Wa raised her face, set her hand on Veda’s shoulders. “If you’re going, you should go now.”
The prompt finally appeared in Veda’s interface:
QUEST AVAILABLE: Make Them Whole. Wa has tasked you with saving the elves and the orcs by venturing to the old elvish village in the south. Beware: the village bears a great curse.
REWARD: Revealed upon completion.
ACCEPT? Y/N.
“Yes,” Veda said, “I’ll go now.” She stood, slinging the shoulder strap crossbody and slotting Wa’s Gift onto her back.
Galen, who had been staring at the paint pooled like blood, now nodded. He lifted the kite shield and strapped it to his shoulders. “We,” he corrected. “We will go now.”
They emerged from the cave into late afternoon. Veda’s perception had risen to level 5, and they had been able to navigate their way back at a jog. They had even taken the pit trap with ease. And both had gained +1 to stamina.
The forest was quiet, serene. Even so, Veda felt the urge to return to the tunnels, the elves, the safety of the dome.
“It won’t be far,” Galen said. “If we’re in the southwest quadrant, it should only be about twenty minutes to the village—if it’s there.”
“It’s there,” Veda said, starting along the map’s edge. It was a breeze on her face, pushing her hair back. “The
elves are capable of many things, but that half of them couldn’t lie.”
They walked in silence, pushing their endurance. The moss had helped, and even chewing it raw seemed to provide a little benefit. But they had still run a long distance to get above ground.
“Veda,” Galen said, “what did they mean by empath?”
“I don’t...think through my eyes. When Lei touched my hand, I could feel—not see, but feel—his memories.”
“You could feel them?”
“Yes. It’s like when you think back on something that really affected you. There’s the visual component, right? But how much of the memory is what you saw?”
He was silent, and by the angle of his face she knew he was recalling something specific, something palpable. “I think I understand,” he said. “But how many times have you touched someone’s hand and been able to do that?”
She shook her head. “Never. But…I don’t think with my eyes in life, either. I can’t even use them.”

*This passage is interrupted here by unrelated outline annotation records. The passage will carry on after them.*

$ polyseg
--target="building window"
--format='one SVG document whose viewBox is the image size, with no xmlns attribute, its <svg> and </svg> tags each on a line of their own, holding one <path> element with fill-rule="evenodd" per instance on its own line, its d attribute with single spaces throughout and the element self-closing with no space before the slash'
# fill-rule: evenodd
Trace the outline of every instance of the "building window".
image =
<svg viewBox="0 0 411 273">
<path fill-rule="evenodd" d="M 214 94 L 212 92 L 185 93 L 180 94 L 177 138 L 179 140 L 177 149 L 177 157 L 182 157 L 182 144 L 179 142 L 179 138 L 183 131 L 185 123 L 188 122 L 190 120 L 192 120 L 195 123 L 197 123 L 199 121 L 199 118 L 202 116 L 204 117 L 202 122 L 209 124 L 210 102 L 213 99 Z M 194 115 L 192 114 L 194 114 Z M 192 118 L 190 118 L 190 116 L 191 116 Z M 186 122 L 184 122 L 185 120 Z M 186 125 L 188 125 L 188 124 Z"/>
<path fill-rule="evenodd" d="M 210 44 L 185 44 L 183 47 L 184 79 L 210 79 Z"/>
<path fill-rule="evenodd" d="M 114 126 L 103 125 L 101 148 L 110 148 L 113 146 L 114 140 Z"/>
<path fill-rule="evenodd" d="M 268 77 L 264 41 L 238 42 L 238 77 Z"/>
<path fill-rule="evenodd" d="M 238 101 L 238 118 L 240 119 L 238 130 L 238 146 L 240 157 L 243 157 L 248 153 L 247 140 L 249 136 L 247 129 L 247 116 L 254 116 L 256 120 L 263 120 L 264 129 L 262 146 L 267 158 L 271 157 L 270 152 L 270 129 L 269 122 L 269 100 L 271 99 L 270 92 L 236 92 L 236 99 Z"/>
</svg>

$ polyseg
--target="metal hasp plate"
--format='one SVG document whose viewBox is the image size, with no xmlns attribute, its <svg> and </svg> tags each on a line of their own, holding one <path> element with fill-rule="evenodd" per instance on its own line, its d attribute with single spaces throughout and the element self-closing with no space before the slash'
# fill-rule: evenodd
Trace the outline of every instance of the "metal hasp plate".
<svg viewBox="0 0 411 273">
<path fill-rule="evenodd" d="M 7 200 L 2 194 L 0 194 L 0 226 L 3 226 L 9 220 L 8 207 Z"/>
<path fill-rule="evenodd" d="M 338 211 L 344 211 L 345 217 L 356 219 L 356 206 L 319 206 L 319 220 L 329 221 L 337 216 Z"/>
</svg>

“Sicora is like that—she picks up on our unique traits, incorporates them into the game.”
“Did Sicora do that with you?”
“Sort of. I always played a rogue before I came to this game. Here, I was a guardian before I even knew the class existed.”
“What about Prairie?” she started to ask, but Veda couldn’t continue; her will had been sapped. Above, the canopy thatched so tight she couldn’t see a bit of sky. And before them the forest sat like pitch, divided between here and there by a shift into darkness.

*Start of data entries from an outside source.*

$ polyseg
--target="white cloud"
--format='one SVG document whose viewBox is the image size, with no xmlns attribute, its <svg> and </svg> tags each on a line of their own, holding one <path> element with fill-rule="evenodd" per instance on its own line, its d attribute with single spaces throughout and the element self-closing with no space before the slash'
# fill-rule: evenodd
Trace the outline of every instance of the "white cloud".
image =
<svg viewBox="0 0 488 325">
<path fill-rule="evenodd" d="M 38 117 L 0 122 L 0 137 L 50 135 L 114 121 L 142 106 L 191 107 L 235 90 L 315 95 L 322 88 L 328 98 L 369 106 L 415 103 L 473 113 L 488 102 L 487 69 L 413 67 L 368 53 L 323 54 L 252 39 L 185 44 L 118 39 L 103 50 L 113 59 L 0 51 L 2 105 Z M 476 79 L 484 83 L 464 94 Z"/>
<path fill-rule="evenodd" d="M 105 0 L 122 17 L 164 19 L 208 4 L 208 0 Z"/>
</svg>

Beside her, Galen had gone grave. There was no evidence of a village—only of what was left, the intangible. It hung in the plasticine air, issued from the grass, twisted the trees into stooped and uncommon shapes. And Veda’s entire body felt enfeebled, her feet responding with surly half-steps.
“I can go alone,” she whispered. It took every scrap of will to say.
“No,” he said. His fingers tapped the shield over his shoulder. “You can’t.”
So they went together, and that was how they came upon the voice. The voice was light. The voice was honey. The voice was silverfish in Veda’s eyes. “Hello, little fool,” the voice said.